Formula (1) Formula (11) Formula (111)

where:

-in the compounds of formulas (1) and (11), NR1R2 may be an amino group,

alkylamino or dialkylamino, a cyclic secondary amine moiety such as

10

pyrrolidino group, or phthalimido groups, and n can be 2-3;

-in the compounds of formula (111), NR1R2 may be an alkylamino group,

(w-hydroxyalkyl) amino, or alkyl (w-hydroxyalkyl) amino;

-in compounds of formula (1), when n = 2, the

derivative in which NR1R2 is piperidino.

fifteen

or its possible salts, solvates or prodrugs.

2.

A compound of general formula (1) according to claim 1, selected from the

following list:

twenty

2-Benzyl-1- [2- (dimethylamino) ethyl] -5-nitro-1, 2-dihydro-3H-indazol-3-one

(hydrochloride)

2-Benzyl-5-nitro-1- (2-pyrrolidinoethyl) -1, 2-dihydro-3H-indazol-3-one (oxalate)

2-Benzyl-1- (3-phthalimidopropyl) -5-nitro-1, 2-d ihydro-3H-indazol-3-one

2-Benzyl-1- (2-phthalimidoethyl) -5-nitro-1, 2-dihydro-3H-indazol-3-one

25

1- (2-Aminoethyl) -2-benzyl-5-nitro-1, 2-dihydro-3H-indazol-3-one (hydrochloride)
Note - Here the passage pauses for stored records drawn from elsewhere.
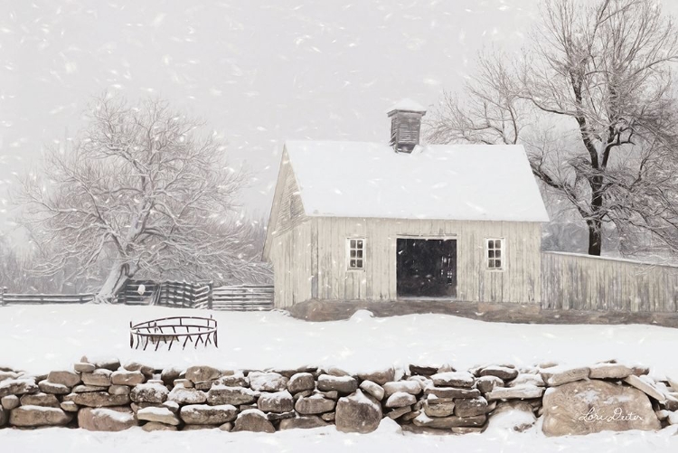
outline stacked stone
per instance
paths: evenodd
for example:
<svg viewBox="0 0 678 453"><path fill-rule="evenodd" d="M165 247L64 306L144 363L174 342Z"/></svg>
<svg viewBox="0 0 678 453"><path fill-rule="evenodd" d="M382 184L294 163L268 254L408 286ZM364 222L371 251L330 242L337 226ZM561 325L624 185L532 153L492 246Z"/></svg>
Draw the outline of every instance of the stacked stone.
<svg viewBox="0 0 678 453"><path fill-rule="evenodd" d="M647 374L647 369L615 363L486 365L467 372L410 365L357 375L309 367L161 371L83 357L71 370L43 376L0 369L0 427L275 432L334 424L366 433L389 418L415 432L463 434L482 432L501 420L496 415L516 411L524 417L510 428L525 429L543 416L547 435L678 423L678 382ZM609 416L617 407L621 419L613 417L614 424L578 420L592 418L591 409Z"/></svg>
<svg viewBox="0 0 678 453"><path fill-rule="evenodd" d="M138 363L122 367L118 360L92 363L86 357L71 370L42 376L5 372L0 374L2 411L9 412L7 421L15 427L77 424L88 429L126 429L137 425L130 391L152 373Z"/></svg>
1- (3-Aminopropyl) -2-benzyl-5-nitro-1, 2-dihydro-3H-indazol-3-one (hydrochloride)

2-Benzyl-1- [3- (methylamino) propyl] -5-nitro-1, 2-dihydro-3H-indazol-3-one

(hydrochloride)

2-Benzyl-1- [3- (dimethylamine ino) propyl] -5-nitro-1, 2-d ihydro-3H-indazol-3-one

30

(hydrochloride)

2-Benzyl-5-nitro-1- (3-piperidinopropyl) -1, 2-dihydro-3H-indazol-3-one (oxalate)
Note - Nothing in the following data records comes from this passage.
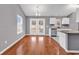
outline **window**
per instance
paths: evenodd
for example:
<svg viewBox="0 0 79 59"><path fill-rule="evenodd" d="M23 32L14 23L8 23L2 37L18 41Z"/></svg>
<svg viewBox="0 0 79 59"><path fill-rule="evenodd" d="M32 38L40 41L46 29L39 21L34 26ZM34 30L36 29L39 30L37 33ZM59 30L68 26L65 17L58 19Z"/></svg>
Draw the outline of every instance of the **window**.
<svg viewBox="0 0 79 59"><path fill-rule="evenodd" d="M22 16L17 15L17 35L23 32L23 19Z"/></svg>

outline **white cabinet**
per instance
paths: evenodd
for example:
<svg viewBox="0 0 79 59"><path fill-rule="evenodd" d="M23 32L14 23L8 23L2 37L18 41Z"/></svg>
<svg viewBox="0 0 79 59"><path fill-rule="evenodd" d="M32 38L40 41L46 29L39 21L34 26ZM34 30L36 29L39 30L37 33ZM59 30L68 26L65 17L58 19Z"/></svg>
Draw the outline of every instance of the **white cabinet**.
<svg viewBox="0 0 79 59"><path fill-rule="evenodd" d="M57 32L57 36L59 39L59 44L61 47L63 47L65 50L67 50L67 40L68 40L68 36L66 33L63 32Z"/></svg>
<svg viewBox="0 0 79 59"><path fill-rule="evenodd" d="M62 18L62 24L69 24L69 18Z"/></svg>
<svg viewBox="0 0 79 59"><path fill-rule="evenodd" d="M50 18L50 24L56 24L56 18Z"/></svg>

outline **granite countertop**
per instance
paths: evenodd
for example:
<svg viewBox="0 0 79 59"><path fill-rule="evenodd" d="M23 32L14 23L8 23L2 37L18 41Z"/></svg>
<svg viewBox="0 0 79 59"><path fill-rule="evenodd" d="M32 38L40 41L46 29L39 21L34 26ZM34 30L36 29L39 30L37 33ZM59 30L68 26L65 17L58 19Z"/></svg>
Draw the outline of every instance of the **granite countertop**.
<svg viewBox="0 0 79 59"><path fill-rule="evenodd" d="M64 32L64 33L75 33L79 34L78 30L72 30L72 29L58 29L57 31Z"/></svg>

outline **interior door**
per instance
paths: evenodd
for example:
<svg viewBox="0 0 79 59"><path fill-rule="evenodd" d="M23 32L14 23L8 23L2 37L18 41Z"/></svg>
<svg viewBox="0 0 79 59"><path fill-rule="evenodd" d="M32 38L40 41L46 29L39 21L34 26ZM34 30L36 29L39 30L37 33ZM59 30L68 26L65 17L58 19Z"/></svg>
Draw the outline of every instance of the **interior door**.
<svg viewBox="0 0 79 59"><path fill-rule="evenodd" d="M45 19L38 19L38 35L45 35Z"/></svg>
<svg viewBox="0 0 79 59"><path fill-rule="evenodd" d="M30 19L30 34L36 35L37 34L37 20Z"/></svg>
<svg viewBox="0 0 79 59"><path fill-rule="evenodd" d="M42 18L30 19L30 34L45 35L45 19Z"/></svg>

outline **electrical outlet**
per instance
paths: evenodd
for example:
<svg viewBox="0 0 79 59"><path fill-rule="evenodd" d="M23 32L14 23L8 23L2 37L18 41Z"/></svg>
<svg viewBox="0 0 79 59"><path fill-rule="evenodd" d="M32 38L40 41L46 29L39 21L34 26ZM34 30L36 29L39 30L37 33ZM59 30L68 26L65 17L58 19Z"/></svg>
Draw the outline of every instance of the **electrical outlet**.
<svg viewBox="0 0 79 59"><path fill-rule="evenodd" d="M5 41L5 44L7 44L8 42L7 41Z"/></svg>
or its solvates or prodrugs, or other salts. 3. A compound of the general formula (11) according to claim 1, selected from the following list: 2-Benzyl-3- (2-phthalimidoethoxy) -5-nitro-2H-indazole 2-Benzyl-3- (3-phthalimidopropoxy) -5-nitro-2H-indazole 2-Benzyl-3- [2- (d-ethylamino) ethoxy] -5-nitro-2H-indazole (hydrochloride) 3- (3-Am i non-propoxy) -2-benzyl-5-n itro-2H-ind azol (hid roelo ru ro) or its solvates or prodrugs, or other salts. 4. A compound of the general formula (111) according to claim 1, selected from the following list: 2-Benzyl-3-methylamino-5-nitro-2H-indazole 2 -Benci 1-3 - [(2-hydroxyeti I) a m i n o] -5-n itro-2H-i ndazol 2-Benzyl-3 - [(3-hydroxypropyl) amino] -5-nitro-2H-indazole 2 -Benci 1-3 - [(3-h idroxi p rop i 1) meti lam i no] -5-n itro-2H-i ndazol 2 -Benci 1-3 - [(2-hydroxyeti1) methylamine and non] -5-n itro-2H-indazol or its solvates or prodrugs.

5.

Process for the preparation of compounds of general formula (1) and (11) by treating 5-nitroindazolinone with w- (dialkylamino) alkyl halides or w-phthalimidoalkyl halides, as set forth in Scheme 1.

6.

Procedure for the preparation of 1- (w-aminoalkyl) indazolinones of the general formula (1) from the corresponding w-phthalimidoalkyl derivatives, by elimination of the phthaloyl protecting group, as set forth in Scheme 2.

7.

Procedure for the preparation of 1- (w-aminoalkyl) indazolinones of general formula (1) from the corresponding halides and the necessary secondary or tertiary amines, as set out in Scheme 3.

8.

Process for the preparation of 3- (w-aminoalkoxy) indazoles of general formula (11) from a) of the corresponding halides and tertiary amines

necessary, or b) of the corresponding w-phthalimidoalkoxy derivatives, by elimination of the phthaloyl protecting group, as set out in Scheme 3. 9. Procedure for the preparation of 3- (alkylamino) indazoles of the general formula 5 (111) from a) of the corresponding halides and the necessary primary amines, or b) of the corresponding w-phthalimidoalkoxy derivatives, by elimination of the phthaloyl protecting group, as set out in Scheme 3. 10. Use of the compounds of claims 1-4 for the preparation of a 10 medicine intended for the treatment of diseases caused by pathogenic protozoa of the Trypanosomatidae (Trypanosoma, Leishmania) and Trichomonadidae (Trichomonas) families. eleven . A pharmaceutical composition that includes any of the compounds defined in claims 1-4 and at least one pharmaceutically acceptable excipient. 12. A pharmaceutical composition according to claim 11, which may optionally also contain other active ingredients.